Consider some of the questions Jesus asked. In each incident the question is a teaching tool offering an opportunity for the hearer to engage. The question shifts their thoughts and startles them back into reality and the essence of the moment. The question pulls them beneath the waterline to consider a new aspect of reasoning and challenges their assumptions. A question brings conviction, offers encouragement and an invitation to learn.
“At once Jesus realized that power had gone out from him. He turned around and asked, ‘who touched my clothes?’ ” (Mark 5:25-34)
“Awakened by His disciples during the storm on the lake, ‘Why are you so afraid? Do you still have no faith? ‘ ”(Mark 4:40)
“Why are you talking about no bread? Do you still not see or understand? Are your hearts hardened? Do you have eyes but fail to see? Do you have ears but fail to hear? And don’t you remember?” (Mark 8:17)
“ ‘How many loaves do you have?’ to the little boy who shared his lunch.” (Matthew 15:34)
“Who do people say the son of man is?”… “What about you?” He asked, “Who do you say I am?” (Matthew 16:13-15)
“What good will it be for a man if he gains the whole world, yet forfeits his soul?”(Matthew 16:26)
“ ‘Could you not keep watch with me for one hour?’ he asked Peter.” (Matthew 26:40)
Even as we read these questions now, thousands of years later, what would you do if you were present with Jesus and he asked you these same questions?
If you could ask Him anything right now what would it be? What is your question?

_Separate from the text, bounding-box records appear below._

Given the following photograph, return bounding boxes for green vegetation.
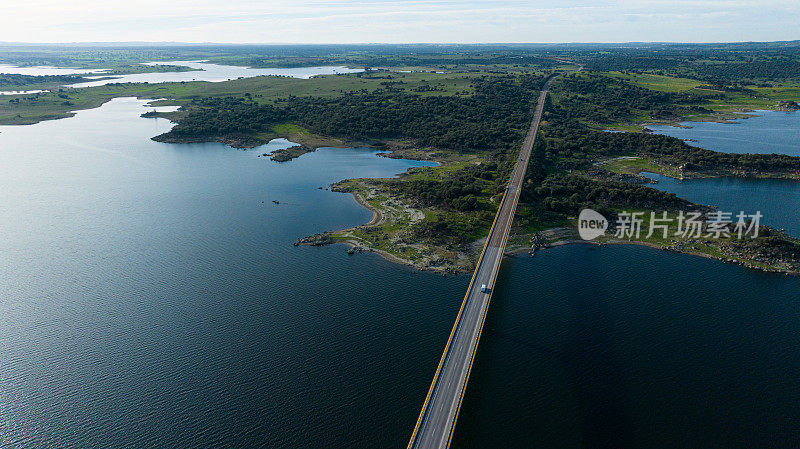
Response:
[0,42,800,271]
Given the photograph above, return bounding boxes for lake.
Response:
[644,111,800,237]
[70,61,364,87]
[643,173,800,237]
[0,99,800,448]
[0,99,462,448]
[648,111,800,156]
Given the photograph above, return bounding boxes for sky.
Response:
[0,0,800,43]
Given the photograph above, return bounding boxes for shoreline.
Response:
[505,239,800,277]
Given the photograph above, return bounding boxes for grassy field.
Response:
[0,72,490,125]
[606,72,703,92]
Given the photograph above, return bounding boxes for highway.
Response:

Knowing what question to ask requires time and some space to reflect on, to think about, to get beneath the superfluous noise of distraction and underneath the busyness, chaos and scattered-ness.
What repeatedly stirs in your mind that you mull over and over and long for an answer to? Oh, I can’t ask that! You may think your question should not be asked or it is too simple, too complicated, too silly or stupid. If you have a question it is worth asking especially when you consider you are asking the Creator of the Universe who is in constant communion and fellowship with the other members of the Trinity.
Don’t ever stop asking questions of God, of yourself, of others. But, remember the 20/80 rule – 20% asking questions, 80% listening. Be still and listen when you ask God your question and consider sharing the impact of that exchange with someone you trust and are accountable to.